ShishirPatil / gorilla

Gorilla: Training and Evaluating LLMs for Function Calls (Tool Calls)
https://gorilla.cs.berkeley.edu/
Apache License 2.0
11.28k stars 951 forks source link

[feature] Add multi-turn conversational function calling category for benchmarking #442

Open Pernekhan opened 4 months ago

Pernekhan commented 4 months ago

Is the feature request related to a problem? Currently, there are no benchmarking for multi-turn conversations.

Sometimes assistant needs to ask for more information before calling the functions. For example: User: Book me a flight to San Francisco? [functions: book_flight(from, to, date) Assistant: Tell me from where you're flying from and on what date? User: From London on May 25th 2024. Tool call: book_flight(from=London, to=San Francisco, date=2024-05-25) ...

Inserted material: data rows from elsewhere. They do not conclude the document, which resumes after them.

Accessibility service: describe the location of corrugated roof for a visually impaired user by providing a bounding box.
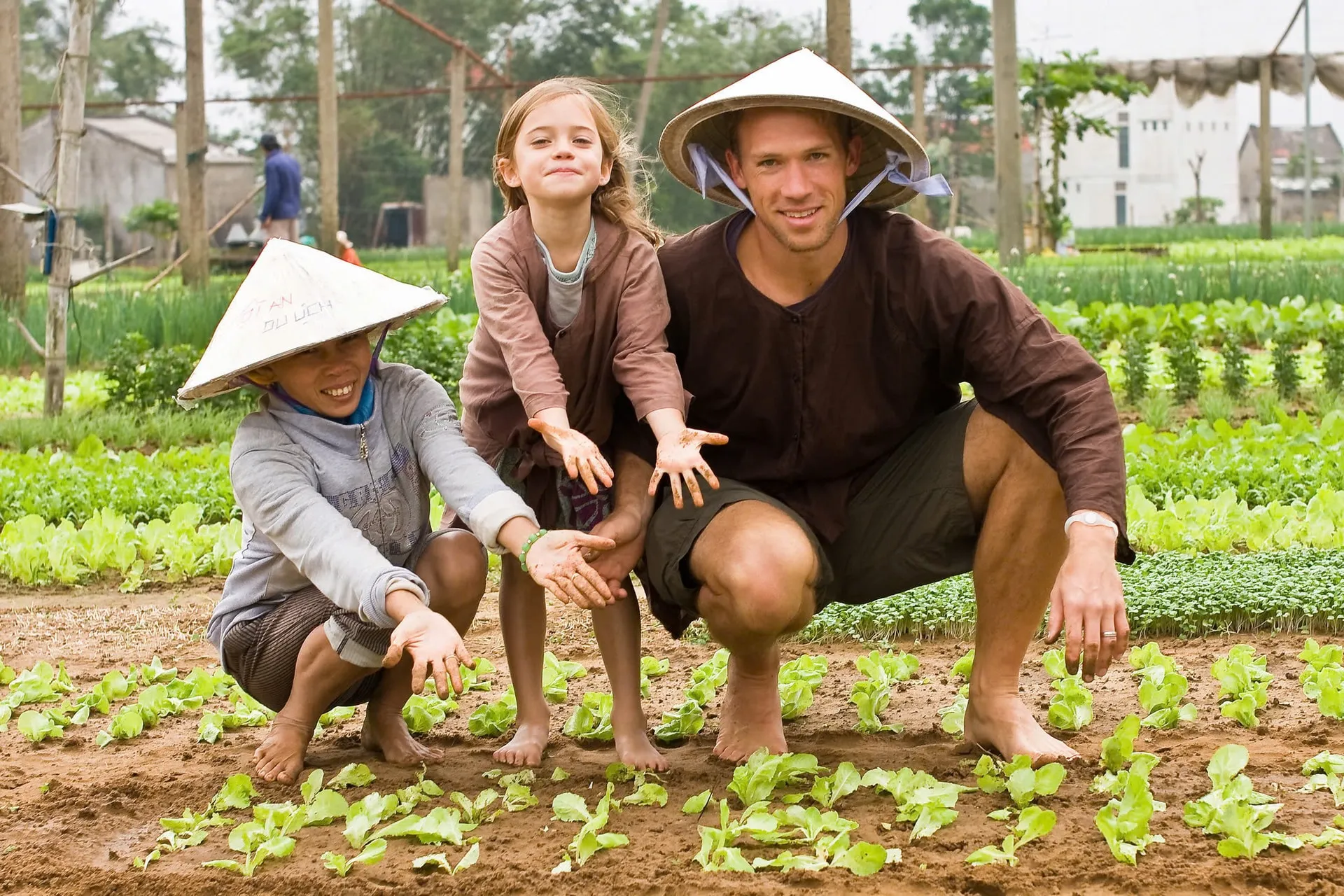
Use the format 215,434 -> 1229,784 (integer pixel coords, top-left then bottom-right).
85,115 -> 253,165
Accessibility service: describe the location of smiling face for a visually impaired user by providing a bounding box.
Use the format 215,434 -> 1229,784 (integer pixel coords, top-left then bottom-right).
497,94 -> 612,204
251,333 -> 374,418
726,108 -> 860,253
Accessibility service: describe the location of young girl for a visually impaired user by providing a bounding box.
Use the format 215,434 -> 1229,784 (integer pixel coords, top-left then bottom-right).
178,239 -> 613,782
462,78 -> 727,770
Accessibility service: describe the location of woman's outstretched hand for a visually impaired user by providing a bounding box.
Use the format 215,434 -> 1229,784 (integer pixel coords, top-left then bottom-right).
527,529 -> 615,610
649,428 -> 729,509
527,418 -> 614,494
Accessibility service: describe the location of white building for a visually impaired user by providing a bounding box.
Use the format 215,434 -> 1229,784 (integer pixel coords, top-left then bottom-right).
1042,80 -> 1242,227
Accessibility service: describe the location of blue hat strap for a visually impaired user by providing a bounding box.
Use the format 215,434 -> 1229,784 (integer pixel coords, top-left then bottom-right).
840,149 -> 951,220
687,144 -> 755,215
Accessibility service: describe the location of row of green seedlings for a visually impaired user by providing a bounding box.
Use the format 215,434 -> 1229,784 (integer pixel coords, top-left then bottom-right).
1124,328 -> 1344,405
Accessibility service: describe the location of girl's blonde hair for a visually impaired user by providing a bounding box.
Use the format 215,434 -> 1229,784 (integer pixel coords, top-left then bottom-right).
495,78 -> 663,246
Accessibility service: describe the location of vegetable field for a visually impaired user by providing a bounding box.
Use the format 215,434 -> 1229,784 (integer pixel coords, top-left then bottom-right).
0,587 -> 1344,893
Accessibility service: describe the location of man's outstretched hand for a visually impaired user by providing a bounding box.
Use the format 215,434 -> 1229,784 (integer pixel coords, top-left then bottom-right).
589,507 -> 644,598
1046,524 -> 1129,681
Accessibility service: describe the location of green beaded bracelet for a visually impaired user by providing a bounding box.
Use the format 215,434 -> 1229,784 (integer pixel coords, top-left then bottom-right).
517,529 -> 550,573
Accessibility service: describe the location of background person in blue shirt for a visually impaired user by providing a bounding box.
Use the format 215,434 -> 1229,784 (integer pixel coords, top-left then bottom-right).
260,134 -> 304,243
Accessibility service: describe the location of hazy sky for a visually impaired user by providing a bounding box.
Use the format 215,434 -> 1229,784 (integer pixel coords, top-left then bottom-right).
107,0 -> 1344,144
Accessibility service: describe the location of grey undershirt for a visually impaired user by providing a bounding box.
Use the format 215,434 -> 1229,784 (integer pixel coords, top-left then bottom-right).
536,222 -> 596,329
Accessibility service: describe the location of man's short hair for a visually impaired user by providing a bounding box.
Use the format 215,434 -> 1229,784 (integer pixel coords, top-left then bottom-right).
723,106 -> 853,156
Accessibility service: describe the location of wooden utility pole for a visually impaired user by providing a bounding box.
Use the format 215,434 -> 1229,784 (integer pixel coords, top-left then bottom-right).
177,0 -> 210,286
444,50 -> 466,272
1256,57 -> 1274,239
317,0 -> 340,255
634,0 -> 672,146
827,0 -> 853,78
993,0 -> 1021,265
910,62 -> 930,227
42,0 -> 92,416
0,0 -> 28,307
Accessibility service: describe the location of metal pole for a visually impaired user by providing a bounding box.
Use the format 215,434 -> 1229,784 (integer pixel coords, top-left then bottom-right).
42,0 -> 92,416
827,0 -> 853,78
0,0 -> 28,309
444,50 -> 466,272
1258,57 -> 1274,239
634,0 -> 672,146
910,63 -> 929,224
185,0 -> 210,286
317,0 -> 340,255
1302,0 -> 1316,239
993,0 -> 1021,266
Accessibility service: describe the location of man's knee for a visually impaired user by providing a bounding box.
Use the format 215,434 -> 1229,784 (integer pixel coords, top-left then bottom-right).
964,407 -> 1065,522
415,531 -> 488,611
692,505 -> 818,636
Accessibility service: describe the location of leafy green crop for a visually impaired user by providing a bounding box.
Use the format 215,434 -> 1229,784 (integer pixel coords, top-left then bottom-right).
966,806 -> 1055,868
1212,643 -> 1274,728
1184,744 -> 1302,858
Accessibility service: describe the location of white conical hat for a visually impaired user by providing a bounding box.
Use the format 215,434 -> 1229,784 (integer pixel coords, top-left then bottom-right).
177,239 -> 447,402
659,50 -> 929,208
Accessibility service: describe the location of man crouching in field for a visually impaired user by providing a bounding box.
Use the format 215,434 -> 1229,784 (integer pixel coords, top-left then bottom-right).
178,241 -> 612,782
594,51 -> 1133,760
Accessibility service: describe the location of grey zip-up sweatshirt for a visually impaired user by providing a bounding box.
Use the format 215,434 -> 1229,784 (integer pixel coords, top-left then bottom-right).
206,364 -> 536,658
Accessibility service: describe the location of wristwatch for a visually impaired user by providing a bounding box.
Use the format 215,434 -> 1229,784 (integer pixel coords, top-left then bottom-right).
1065,510 -> 1119,538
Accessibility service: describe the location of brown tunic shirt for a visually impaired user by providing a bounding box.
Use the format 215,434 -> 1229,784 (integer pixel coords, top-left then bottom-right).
461,206 -> 687,525
659,208 -> 1133,563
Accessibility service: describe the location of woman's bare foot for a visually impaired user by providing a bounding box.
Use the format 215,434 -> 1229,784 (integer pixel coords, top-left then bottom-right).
965,693 -> 1078,766
612,712 -> 671,771
495,719 -> 551,766
253,713 -> 314,785
359,703 -> 444,766
714,657 -> 789,762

Describe the solution you'd like

I'd like a new category to be added to the existing list. python openfunctions_evaluation.py --model MODEL_NAME --test-category multiturn

Additional context

HuanzhiMao commented 4 months ago

Hi @Pernekhan,

Thanks for the suggestion. We do have plans to add a multi-turn test category in the future. We will keep this feature in mind for upcoming updates and prioritize it accordingly. Stay tuned for future releases!

Gopichandar commented 3 months ago

Hi @HuanzhiMao , Im looking for the same, is there a workaround for this curently?